*This post was originally published on June 11th, 2012 on amywarcup.com
As of last Friday, the students are fifty percent through completing their Thai massage training. Time is passing so quickly during our three and a half weeks here in Thailand, and last week, this time was well spent. In just three days they were taught fifty-two step to comprise a 90-minute routine in traditional Thai massage. These steps they learned consist of pressure point and energy line work, deep stretching, and massage, all in the supine or face-up position.
In my very first post on this blog, I included a brief description of Traditional Thai massage. To revisit this topic, in short, Thai massage (or nuad paan boran) is a traditional healing modality that has origins dating back more than 900 years ago, although the modality as it is practiced today is fairly new. Its roots stem from Theravada Buddhism, and the art was originally practiced by monks in Buddhist temples. A session typically will consist of acupressure, energy line (sen) work along the arms, legs, back, chest, and head, and deep, yoga asana type stretches. The client remains fully clothed, and sessions are given on a futon mat on the floor. Affects from a session may include a greater sense of balance and body awareness, increased flexibility, openness, and deep relaxation. Some techniques, when applied, may energize the receiver as well.
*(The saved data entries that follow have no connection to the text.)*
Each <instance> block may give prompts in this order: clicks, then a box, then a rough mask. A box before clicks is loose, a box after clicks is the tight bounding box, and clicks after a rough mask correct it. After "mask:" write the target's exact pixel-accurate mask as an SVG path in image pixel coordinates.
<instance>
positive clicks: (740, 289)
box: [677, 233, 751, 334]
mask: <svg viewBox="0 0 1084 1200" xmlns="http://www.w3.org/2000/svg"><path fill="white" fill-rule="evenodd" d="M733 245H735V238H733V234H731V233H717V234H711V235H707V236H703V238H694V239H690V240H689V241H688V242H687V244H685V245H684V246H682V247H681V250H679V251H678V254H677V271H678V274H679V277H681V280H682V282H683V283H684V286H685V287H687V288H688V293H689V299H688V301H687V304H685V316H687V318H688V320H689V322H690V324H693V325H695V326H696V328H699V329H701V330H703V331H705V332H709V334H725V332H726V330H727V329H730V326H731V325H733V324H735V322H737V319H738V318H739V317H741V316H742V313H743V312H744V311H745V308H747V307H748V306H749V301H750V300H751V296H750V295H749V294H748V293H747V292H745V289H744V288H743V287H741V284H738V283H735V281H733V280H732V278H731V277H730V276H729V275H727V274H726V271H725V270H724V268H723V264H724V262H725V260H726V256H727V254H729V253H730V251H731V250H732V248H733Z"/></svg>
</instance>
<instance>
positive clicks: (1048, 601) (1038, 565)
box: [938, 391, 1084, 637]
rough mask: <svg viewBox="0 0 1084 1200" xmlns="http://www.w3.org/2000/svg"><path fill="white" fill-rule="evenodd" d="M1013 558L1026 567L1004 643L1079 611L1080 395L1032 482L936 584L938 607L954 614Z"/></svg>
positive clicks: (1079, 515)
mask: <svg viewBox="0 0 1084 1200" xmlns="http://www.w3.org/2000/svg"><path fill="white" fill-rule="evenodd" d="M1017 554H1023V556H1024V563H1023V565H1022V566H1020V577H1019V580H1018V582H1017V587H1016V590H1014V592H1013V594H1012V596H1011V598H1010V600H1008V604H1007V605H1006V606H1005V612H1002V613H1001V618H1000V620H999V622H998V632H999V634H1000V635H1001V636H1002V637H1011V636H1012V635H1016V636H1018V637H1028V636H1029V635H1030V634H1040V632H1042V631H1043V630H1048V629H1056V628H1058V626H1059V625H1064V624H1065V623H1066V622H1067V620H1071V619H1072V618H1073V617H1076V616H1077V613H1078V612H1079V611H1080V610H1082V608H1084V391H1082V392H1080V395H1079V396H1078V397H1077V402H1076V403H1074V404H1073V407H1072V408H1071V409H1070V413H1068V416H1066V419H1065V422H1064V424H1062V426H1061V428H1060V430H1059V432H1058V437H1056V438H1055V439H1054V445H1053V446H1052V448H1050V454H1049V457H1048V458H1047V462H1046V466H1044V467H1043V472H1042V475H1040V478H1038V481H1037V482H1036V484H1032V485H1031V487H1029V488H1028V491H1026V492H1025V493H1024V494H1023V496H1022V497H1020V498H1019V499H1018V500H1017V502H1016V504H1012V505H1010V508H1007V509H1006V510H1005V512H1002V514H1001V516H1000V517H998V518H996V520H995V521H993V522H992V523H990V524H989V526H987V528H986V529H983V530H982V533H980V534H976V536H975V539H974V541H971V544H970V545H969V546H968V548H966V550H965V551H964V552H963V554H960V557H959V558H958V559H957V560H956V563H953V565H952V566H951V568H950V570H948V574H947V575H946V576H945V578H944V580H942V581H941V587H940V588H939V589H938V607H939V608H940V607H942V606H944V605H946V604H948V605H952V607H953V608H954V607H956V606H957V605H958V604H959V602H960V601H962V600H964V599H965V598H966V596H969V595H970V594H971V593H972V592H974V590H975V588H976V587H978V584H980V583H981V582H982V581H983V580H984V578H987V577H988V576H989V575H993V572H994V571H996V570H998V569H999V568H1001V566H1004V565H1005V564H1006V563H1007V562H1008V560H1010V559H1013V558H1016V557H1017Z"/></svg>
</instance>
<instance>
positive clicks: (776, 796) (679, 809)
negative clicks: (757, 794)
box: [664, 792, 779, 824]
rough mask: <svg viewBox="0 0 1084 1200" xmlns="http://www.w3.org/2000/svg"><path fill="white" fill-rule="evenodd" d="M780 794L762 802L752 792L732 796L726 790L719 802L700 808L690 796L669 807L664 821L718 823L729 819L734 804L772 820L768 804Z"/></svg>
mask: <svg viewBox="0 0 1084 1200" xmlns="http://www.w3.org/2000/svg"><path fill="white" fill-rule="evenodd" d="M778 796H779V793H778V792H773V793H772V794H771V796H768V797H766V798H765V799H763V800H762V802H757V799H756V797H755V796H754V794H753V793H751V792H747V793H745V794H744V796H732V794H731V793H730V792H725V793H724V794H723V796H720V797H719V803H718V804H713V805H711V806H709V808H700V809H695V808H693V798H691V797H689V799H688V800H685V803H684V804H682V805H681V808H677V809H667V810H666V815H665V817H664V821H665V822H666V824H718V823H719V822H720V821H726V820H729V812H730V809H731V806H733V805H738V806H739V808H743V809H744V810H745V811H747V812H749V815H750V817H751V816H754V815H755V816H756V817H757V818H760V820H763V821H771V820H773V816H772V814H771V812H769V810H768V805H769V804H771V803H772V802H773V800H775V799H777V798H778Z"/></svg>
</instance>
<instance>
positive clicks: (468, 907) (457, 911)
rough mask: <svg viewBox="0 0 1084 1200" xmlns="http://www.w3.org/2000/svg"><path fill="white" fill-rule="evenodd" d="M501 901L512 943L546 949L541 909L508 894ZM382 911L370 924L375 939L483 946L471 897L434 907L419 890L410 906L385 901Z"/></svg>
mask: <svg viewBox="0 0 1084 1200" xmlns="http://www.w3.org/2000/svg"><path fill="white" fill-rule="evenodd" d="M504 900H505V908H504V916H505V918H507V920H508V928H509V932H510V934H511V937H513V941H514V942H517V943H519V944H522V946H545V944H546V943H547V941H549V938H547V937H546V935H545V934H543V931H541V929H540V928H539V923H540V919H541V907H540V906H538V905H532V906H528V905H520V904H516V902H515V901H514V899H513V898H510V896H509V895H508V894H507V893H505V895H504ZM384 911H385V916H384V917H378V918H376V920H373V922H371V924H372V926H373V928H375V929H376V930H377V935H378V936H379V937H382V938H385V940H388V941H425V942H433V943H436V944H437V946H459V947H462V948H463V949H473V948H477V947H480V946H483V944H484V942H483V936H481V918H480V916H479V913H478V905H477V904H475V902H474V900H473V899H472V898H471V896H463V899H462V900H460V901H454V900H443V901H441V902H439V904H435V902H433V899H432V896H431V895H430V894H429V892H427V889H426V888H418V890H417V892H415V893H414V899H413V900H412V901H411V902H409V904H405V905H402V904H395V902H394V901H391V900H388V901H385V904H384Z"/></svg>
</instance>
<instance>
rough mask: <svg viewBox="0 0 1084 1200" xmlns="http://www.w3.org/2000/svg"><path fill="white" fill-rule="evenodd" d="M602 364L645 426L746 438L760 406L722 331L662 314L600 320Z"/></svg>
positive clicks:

The energetic effect of a session, however, is the primary benefit of a Thai massage session. Theoretically, Thai massage is based on a belief system that the body consists of a network of 72,000 energy channels that connect to every part of the body, including the internal organs as well as the more superficial parts of the body, such as the skin and muscles. When there is pain, discomfort, or weakness in the body, it is viewed as being an imbalance in this intricate network of energy lines. Thais refer to these energy lines as Sen lines. When a therapist is giving a session to a client, the focus should be guided by the connection the giver feels to this energetic network in the body, rather than just on the physiological aspects of the person. By working energetically with the client, the physical issues in the body will naturally become more balanced and resolved, since from this viewpoint, the body is not separate from the energetic aspects of the person.
Another key principle of Thai massage, and perhaps the most important one, is the concept of Metta. Metta is a term that derived from the Pali-canon texts, meaning loving-kindness, friendliness, and benevolence for others. In the Thai tradition, a session cannot be truly considered meaningful and healing without this intention. A session should always begin with either a prayer or intention prior to beginning the body work, and at the end, a giver should give also thank the client for allowing the therapist to have the honor to work with him or her.
After the first three days of training in the 90-minute supine Thai massage routine, the students had a practice day, followed by the testing day on Friday. The exam included both a written and a hands-on component. During the hands-on exam, everyone was required to give the full 90-minute session without using their notes. They also each gave sessions to Thai people who worked at the school, including teachers and administrators. Bree gave her session to the school owner, Mr. PP (Parowat), and Adam gave his session to a real Leusi, which is is a Thai spiritual person who often lives as a hermit in nature. Although most of them seemed nervous, everyone passed their exams…with straight A’s. Memorizing so many steps in such a short period of time may sound intensive, and it is. I’ve completed this task to learn Thai massage myself more than once, but the end result is that I came home afterward knowing how to give a 90-minute Thai massage in my massage practice. The same will be the case for the six who came to Thailand with me to study this affective and relaxing healing art. Perhaps you may consider booking your sessions with them now. They will undoubtedly have full schedules.